In the past year, the southwestern Louisiana city of Lake Charles weathered two hurricanes, intense rainfall that sent water gushing down streets and a deep freeze that burst pipes.
Yet Tommy Eastman may eventually drop coverage on his four-bedroom home — which has so far escaped damage — because the cost of his flood insurance is going up.
“Once it starts getting over $1,000, I’m gonna start thinking, ‘Well, what am I doing?’” said Eastman, a real estate agent whose annual policy is scheduled to climb from $600 to $2,500 over the next several years.
Under a revamped federal flood insurance program rolled out this fall, millions of homeowners are set for rate hikes that officials say more accurately reflect a property’s risk. That includes the vast majority of the 1.7 million homeowners with relatively cheap policies in areas federal officials previously deemed low or moderate risk — and where coverage is voluntary.
The overhaul is intended in part to make it more expensive to develop in risky areas. But some worry the price hikes will only make it harder to convince homeowners to voluntarily buy or keep flood coverage, particularly in middle- and working-class areas.
“We have no high-rise condominiums, we have no sandy white beaches. It is a working coast in our state,” said Jim Donelon, Louisiana’s insurance commissioner.
The Federal Emergency Management Agency says its new insurance program factors in the characteristics of individual properties, such as how close they are to water, how expensive they are to rebuild and whether they faces multiple types of flood risk. In many parts of the country, such risks are growing, since global warming can increase the strength of hurricanes and the intensity of rainstorms.
The program — Risk Rating 2.0 — will mean higher prices for about three-quarters of the 4.9 million federal flood insurance policies, and decreases for the rest. Voluntary policyholders in single-family homes will be hit particularly hard, with an estimated 90% set for hikes, according to FEMA. The agency said it plans to collect 50% more in premiums under the new program over time.

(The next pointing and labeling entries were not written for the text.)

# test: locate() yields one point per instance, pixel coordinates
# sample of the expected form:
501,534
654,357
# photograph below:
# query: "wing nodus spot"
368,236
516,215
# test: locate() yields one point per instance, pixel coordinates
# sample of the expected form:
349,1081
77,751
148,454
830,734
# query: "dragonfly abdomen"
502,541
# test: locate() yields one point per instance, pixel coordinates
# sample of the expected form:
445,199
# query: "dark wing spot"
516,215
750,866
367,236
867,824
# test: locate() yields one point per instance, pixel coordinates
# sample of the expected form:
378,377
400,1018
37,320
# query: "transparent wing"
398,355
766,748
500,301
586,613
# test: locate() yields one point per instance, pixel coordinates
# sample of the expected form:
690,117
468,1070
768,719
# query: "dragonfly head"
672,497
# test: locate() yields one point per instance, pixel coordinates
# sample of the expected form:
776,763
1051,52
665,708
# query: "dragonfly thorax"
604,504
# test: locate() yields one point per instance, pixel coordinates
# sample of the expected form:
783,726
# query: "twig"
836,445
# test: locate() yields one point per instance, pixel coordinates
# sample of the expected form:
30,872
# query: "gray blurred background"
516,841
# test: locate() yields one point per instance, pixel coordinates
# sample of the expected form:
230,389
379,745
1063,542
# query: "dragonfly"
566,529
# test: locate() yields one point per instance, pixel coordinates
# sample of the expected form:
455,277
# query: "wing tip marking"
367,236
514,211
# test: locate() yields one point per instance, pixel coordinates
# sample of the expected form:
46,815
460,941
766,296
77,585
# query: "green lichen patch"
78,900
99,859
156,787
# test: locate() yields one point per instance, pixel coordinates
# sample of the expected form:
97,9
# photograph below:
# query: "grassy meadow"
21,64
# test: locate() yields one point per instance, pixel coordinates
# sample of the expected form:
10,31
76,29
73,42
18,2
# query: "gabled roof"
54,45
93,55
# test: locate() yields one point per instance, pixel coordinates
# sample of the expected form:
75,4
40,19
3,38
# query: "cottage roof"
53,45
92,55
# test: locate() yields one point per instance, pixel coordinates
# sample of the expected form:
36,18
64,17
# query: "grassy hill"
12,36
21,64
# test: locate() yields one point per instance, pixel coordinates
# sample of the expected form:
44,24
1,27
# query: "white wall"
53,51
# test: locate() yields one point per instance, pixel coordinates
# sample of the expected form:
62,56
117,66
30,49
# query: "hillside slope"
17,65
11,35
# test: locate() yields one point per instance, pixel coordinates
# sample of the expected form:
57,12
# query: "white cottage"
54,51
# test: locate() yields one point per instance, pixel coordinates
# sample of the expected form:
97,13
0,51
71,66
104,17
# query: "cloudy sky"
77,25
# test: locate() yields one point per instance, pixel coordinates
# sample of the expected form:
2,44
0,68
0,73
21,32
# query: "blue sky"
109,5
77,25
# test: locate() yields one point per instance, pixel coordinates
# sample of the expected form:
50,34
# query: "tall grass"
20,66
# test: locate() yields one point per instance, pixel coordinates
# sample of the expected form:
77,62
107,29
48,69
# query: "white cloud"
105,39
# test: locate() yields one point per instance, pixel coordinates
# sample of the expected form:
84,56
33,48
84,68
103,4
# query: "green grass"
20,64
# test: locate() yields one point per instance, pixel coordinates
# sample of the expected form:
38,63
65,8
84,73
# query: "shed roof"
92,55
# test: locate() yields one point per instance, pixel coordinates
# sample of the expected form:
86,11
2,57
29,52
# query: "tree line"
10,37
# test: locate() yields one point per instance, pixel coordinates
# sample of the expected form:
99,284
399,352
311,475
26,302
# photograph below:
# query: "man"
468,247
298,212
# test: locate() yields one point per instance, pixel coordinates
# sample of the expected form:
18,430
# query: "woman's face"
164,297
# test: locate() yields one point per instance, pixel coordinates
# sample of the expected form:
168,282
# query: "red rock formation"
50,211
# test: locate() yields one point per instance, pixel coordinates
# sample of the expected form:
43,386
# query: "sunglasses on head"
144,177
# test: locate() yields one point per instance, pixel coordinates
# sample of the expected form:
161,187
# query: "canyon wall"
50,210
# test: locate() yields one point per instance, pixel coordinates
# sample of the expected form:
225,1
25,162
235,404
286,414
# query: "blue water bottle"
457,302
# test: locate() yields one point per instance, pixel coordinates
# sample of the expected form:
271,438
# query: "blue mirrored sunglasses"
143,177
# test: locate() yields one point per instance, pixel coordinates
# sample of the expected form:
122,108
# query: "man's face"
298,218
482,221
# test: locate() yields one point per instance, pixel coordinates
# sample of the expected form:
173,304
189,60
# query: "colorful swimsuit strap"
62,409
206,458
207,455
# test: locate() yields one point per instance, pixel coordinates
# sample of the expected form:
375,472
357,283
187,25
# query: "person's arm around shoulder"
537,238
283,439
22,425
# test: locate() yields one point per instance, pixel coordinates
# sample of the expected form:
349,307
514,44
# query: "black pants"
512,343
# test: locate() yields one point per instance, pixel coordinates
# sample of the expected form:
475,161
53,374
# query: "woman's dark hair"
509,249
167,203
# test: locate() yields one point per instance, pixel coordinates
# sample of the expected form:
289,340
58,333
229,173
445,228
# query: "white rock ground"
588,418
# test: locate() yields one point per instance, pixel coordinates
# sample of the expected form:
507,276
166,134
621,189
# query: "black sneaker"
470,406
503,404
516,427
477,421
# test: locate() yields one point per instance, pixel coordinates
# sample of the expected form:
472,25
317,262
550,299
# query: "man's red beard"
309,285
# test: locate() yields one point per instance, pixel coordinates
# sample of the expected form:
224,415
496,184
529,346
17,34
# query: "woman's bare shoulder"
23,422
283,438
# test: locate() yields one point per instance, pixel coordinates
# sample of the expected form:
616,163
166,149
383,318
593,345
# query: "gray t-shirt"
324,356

“We’ve learned that the old way of looking at risk had lots of gaps, which understated a property’s flood risk and communicated a false sense of security,” said David Maurstad, a senior executive of the National Flood Insurance Program.
In spite of identifying more flood risk across the country, the new system doesn’t change who is required to buy coverage. In areas FEMA deems highest risk — known as the 100-year flood zone — flood insurance is required on government-backed mortgages and many banks also require it for mortgages in high-risk areas. FEMA has said the flood maps aren’t meant to predict where flooding may occur, but say where coverage is required and help communities make building decisions.
In recent years, homeowners living in places where coverage isn’t required have faced losses in the billions of dollars. Between 2017 and 2019, nearly 40% of the flood claims FEMA received were for properties that fell outside zones where insurance is required, an agency representative told Congress last year.
Many properties outside the flood zones face risk “that has always been there but has never been identified,” said Matthew Eby, executive director of First Street Foundation, a research firm that produces detailed maps of flooding risks.
First Street estimates that 14.6 million properties across the U.S. are at substantial risk of flooding, far more than the number of flood policies federal government insures. A Government Accountability Office report this year recommended that the federal government update the rules on who is required to get coverage to protect more high-risk homes from flood disasters. A separate GAO report found FEMA’s flood maps do not reflect the latest climate science or key flood hazards such as heavy rainfall.
FEMA said it has not studied how the rate changes will affect voluntary take-up of flood insurance, and the agency has not publicly disclosed details on how high premiums will climb beyond the first year. A Congressional Research Service report said Risk Rating 2.0 will more accurately signal a home’s flood risk, but that the higher prices “may mean that insurance for some properties is considered unaffordable.”
Raising rates and having more people opt for coverage also matters for the financial health of FEMA’s flood insurance program, which is $20.5 billion in debt. Since its launch in 1968, many insurance experts say the program has deeply subsidized flood insurance by not charging rates that properly reflected a home’s risk. The federal government underwrites most flood insurance policies in the U.S.
For new policy holders, FEMA’s new rates took effect in October. For existing policy holders, new rates start taking effect in April. Since rate hikes are capped at 18% a year, it will take years for some to reach their new rates. Policyholders can call their insurers to get details on how their rates will change. Unlike before when broad groups of policies saw increases, Risk Rating 2.0 will adjust prices individually.
Higher rates will make flood risks clearer, and ideally encourage more homeowners to get insurance in areas where coverage is voluntary, said Joel Scata, a lawyer at the Natural Resources Defense Council, an environmental advocacy group. He said that Congress should act to address affordability for lower-income families.
Aric Pohorelsky, a Lake Charles resident, envisions another scenario. He pays $517 a year for flood insurance on a 3,700 square-foot home, but said the same policy would cost $5,000 for a new homeowner.
“If people leave in vast numbers … I don’t think it’s going to be because of Risk Rating 2.0,” he said. “I think it’ll be just because of the stress of dealing with major hurricanes.”
The Associated Press contributed to this article.